La seconda critica è fondata. Questo Giro sembra ripercorrere lo stereotipo del Tour con la pianura infinita e noiosa in avvio e poi Pirenei e Alpi. Ma i francesi sono costretti a questa scelta dalla morfologia del paese che ha le Alpi e Pirenei ai confini. L’Italia, che come spina dorsale l’Appennino, è più varia. Consentirebbe di regalare subito spettacolo, come è avvenuto nelle ultime edizioni. Stavolta la scelta è voluta. Il Giro del 2019 si presenta come un giallo. Chi l’ha progettato vuole mantenere la suspense più a lungo possibile. Sarà la corsa a dire se ha ragione oppure no.
Con questo percorso, nelle prime 11 tappe non ci dovrebbe essere alcuna battaglia campale. Solo scaramucce e manovre di esploratori, grandi sfide dei velocisti, ardue avventure di uomini audaci. Le nove tappe successive, invece, regaleranno le grandi difficoltà della corsa. In dieci giorni – c’è un giorno di riposo – il menu prevede 33mila metri di dislivello, di cui 5700 in quella che è stata definita come la tappa-babau, la Lovere-Ponte di Legno, con Gavia, 2618 m, e Mortirolo.
Lì, certamente, si vedranno i favoriti. Però potrebbe essere la penultima tappa Feltre-Croce d’Aune con 5200 metri di dislivello e quattro colli – Cima Campo, Passo del Manghen, Passo Rolle e Croce d’Aune – il teatro della battaglia campale.
La terza critica più che al Giro va rivolta al ciclismo moderno. Le gare si accorciano, le medie si alzano, domina il gioco di squadra, il controllo della corsa è ferreo, gli scarti sono minimi. La corsa uomo contro uomo è sempre più rara. Quest’anno il Giro parte da Bologna che fu teatro d’arrivo della prima tappa della storia: la Milano-Bologna, che, passando per Padova, era di 397 km. Nel Giro del 1914 cinque tappe su otto superavano i 420 km. Ora le distanze sono dimezzate.
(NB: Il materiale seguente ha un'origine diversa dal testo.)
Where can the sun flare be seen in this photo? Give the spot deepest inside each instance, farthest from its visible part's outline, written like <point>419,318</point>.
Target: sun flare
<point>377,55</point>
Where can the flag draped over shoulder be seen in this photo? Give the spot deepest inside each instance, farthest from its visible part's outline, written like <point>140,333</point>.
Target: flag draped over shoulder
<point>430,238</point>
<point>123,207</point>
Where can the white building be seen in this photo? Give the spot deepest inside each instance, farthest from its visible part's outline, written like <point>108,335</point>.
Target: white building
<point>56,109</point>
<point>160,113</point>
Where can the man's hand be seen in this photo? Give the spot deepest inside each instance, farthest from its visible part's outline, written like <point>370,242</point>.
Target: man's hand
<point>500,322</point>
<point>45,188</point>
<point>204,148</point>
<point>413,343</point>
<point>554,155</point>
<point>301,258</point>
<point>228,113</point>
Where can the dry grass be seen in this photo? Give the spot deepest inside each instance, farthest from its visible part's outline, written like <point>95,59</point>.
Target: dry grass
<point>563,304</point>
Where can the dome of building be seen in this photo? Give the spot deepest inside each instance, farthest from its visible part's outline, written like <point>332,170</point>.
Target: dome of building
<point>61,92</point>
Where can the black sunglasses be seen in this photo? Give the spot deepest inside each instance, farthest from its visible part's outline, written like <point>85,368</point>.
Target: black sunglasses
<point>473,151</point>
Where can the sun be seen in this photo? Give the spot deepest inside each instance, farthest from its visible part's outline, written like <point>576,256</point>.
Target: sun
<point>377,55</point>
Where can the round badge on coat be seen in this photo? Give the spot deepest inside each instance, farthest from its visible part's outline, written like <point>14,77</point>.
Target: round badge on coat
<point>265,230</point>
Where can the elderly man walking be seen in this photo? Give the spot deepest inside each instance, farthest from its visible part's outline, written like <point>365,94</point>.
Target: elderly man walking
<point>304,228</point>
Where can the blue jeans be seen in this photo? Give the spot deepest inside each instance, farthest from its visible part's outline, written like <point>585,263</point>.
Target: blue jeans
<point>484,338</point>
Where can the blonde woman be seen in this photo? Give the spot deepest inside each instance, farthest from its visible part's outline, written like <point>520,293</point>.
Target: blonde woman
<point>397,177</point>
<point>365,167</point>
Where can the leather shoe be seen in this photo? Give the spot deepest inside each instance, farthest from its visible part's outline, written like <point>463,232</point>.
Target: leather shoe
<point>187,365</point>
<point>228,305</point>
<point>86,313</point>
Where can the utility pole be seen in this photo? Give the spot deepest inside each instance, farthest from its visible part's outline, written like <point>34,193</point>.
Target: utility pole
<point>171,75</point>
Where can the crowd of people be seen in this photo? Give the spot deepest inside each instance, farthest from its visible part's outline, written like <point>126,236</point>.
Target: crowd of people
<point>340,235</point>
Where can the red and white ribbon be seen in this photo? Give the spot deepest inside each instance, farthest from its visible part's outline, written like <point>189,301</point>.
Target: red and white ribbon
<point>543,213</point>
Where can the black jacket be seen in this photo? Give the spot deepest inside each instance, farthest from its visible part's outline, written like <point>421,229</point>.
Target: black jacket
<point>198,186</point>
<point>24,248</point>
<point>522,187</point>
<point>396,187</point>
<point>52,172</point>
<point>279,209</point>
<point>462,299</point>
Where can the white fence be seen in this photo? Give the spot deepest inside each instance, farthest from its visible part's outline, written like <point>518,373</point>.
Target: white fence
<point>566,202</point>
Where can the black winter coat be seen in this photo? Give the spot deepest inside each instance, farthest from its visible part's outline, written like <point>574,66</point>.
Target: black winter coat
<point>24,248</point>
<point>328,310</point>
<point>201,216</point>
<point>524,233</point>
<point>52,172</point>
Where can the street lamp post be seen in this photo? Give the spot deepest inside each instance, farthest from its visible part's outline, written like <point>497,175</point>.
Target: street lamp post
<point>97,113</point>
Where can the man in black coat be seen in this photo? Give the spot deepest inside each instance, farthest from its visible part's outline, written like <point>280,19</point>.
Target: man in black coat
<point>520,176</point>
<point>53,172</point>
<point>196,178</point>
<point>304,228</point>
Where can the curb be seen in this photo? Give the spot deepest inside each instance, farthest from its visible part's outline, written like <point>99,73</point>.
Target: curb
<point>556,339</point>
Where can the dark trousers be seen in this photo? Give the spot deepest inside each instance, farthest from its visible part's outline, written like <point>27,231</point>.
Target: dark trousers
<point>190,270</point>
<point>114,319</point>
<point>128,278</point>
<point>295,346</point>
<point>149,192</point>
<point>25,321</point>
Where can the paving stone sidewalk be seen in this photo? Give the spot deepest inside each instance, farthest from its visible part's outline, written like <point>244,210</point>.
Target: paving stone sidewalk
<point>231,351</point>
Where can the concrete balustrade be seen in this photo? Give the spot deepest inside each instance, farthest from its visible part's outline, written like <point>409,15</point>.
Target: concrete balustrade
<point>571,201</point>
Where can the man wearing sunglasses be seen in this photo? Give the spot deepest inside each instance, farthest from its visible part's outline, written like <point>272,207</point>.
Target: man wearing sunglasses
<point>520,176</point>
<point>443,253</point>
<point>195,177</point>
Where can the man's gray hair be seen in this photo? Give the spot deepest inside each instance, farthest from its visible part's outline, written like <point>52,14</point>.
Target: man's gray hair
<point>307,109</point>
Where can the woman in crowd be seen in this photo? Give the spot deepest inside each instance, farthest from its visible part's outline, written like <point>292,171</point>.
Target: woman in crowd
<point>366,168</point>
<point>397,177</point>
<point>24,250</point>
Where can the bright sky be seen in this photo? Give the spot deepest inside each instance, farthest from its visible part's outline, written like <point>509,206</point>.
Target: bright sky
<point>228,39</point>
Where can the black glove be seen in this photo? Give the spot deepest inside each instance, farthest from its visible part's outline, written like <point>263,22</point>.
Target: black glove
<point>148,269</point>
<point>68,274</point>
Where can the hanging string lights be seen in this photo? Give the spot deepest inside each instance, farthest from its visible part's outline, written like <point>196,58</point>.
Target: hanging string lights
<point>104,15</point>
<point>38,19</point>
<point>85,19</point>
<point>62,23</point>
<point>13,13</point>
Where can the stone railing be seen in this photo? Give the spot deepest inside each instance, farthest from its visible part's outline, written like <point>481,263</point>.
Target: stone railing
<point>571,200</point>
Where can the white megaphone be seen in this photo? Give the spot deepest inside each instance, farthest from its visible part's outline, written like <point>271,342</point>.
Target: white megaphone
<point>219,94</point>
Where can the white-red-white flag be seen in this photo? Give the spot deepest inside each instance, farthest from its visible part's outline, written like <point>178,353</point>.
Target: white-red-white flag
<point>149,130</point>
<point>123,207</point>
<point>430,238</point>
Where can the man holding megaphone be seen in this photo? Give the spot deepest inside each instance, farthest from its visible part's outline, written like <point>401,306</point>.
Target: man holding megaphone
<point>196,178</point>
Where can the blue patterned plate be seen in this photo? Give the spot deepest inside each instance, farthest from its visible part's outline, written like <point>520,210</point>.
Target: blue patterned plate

Alla presentazione del Giro si è detto che già dal primo giorno con la cronoscalata di San Luca ci sarà battaglia. Ma che scarti possono dare 8.2 km di corsa e 2.100 metri di salita? Servono solo a dare una classifica senza ex-aequo.
Solo nella nona tappa, sul Monte Titano, che ha visto le gesta di Gaul, Gimondi, Merckx, Saronni, nella cronometro di San Marino, 34,7 km, ci saranno scarti che contano. Poi tutto si deciderà in quattro tappe: Ceresole Reale (24 maggio), Courmayeur (25), Ponte di Legno (28) e Croce d’Aune (1° giugno). Il Croce d’Aune è l’ultima montagna del Giro: fu, soffrendo sotto la neve su quella salita, nel Gran Premio della Vittoria del 1927, che Tullio Campagnolo concepì l’idea del cambio per cui è passato alla storia. L’ultima cronometro di Verona, 15,6 km, con la salita delle Torricelle e il favoloso arrivo all’Arena, definirà la classifica.
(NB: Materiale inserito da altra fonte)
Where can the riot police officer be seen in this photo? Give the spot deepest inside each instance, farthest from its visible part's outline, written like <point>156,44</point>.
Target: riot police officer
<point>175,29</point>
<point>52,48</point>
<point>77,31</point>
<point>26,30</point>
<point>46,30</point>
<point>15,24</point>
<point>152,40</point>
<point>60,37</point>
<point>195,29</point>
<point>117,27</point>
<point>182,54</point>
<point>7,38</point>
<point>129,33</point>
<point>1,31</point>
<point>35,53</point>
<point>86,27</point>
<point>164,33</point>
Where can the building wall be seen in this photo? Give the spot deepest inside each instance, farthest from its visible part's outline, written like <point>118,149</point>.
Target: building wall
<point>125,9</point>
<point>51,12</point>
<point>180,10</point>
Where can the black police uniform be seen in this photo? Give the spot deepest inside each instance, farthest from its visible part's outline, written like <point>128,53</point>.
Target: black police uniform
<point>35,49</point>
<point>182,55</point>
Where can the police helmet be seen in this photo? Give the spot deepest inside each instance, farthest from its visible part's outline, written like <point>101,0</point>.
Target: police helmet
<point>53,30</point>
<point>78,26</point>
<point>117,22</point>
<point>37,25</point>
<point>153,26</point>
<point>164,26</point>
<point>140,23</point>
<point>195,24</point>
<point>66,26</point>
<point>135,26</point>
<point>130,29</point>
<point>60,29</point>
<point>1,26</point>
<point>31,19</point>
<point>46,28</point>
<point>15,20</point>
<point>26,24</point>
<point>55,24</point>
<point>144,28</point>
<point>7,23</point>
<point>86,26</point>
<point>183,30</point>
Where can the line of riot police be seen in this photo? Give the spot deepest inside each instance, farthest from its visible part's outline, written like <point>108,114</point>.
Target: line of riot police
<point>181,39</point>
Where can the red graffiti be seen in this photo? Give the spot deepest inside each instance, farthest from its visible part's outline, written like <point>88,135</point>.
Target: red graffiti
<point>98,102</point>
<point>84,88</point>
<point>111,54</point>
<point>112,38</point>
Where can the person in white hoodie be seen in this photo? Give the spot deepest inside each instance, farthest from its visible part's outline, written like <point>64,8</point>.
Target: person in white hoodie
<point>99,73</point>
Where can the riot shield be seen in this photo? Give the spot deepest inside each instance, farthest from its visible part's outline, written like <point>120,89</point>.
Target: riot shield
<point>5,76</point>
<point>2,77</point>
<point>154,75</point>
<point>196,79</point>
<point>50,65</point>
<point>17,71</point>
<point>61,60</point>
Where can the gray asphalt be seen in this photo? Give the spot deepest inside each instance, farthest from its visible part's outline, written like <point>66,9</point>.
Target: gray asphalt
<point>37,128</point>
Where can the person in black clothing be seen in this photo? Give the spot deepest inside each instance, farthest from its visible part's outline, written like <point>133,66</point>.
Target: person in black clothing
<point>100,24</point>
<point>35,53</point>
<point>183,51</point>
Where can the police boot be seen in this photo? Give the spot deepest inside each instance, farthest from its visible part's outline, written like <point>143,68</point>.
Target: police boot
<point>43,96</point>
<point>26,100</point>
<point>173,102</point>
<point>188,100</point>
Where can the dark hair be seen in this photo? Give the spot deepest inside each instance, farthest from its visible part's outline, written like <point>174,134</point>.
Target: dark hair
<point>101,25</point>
Con la lunghezza si riducono anche le ore di corsa. Il Giro più spettacolare, quello del 1949, era di 4188 km e Coppi, per vincerlo, impiegò oltre 125 ore. Ora si andrà, probabilmente, al di sotto delle 90 ore. Questa nuova formula penalizza gli uomini di fondo. Corridori come Bottecchia, che vinse due Tour da 5500 km (con la tappa di Les Sables d’Olonne di 482 km!), Bartali, Coppi, Gimondi, Hinault si troverebbero a disagio. E anche Nibali non è certo favorito. Un tappone vero, lungo, difficile, selettivo riporterebbe forse il ciclismo in una dimensione epica.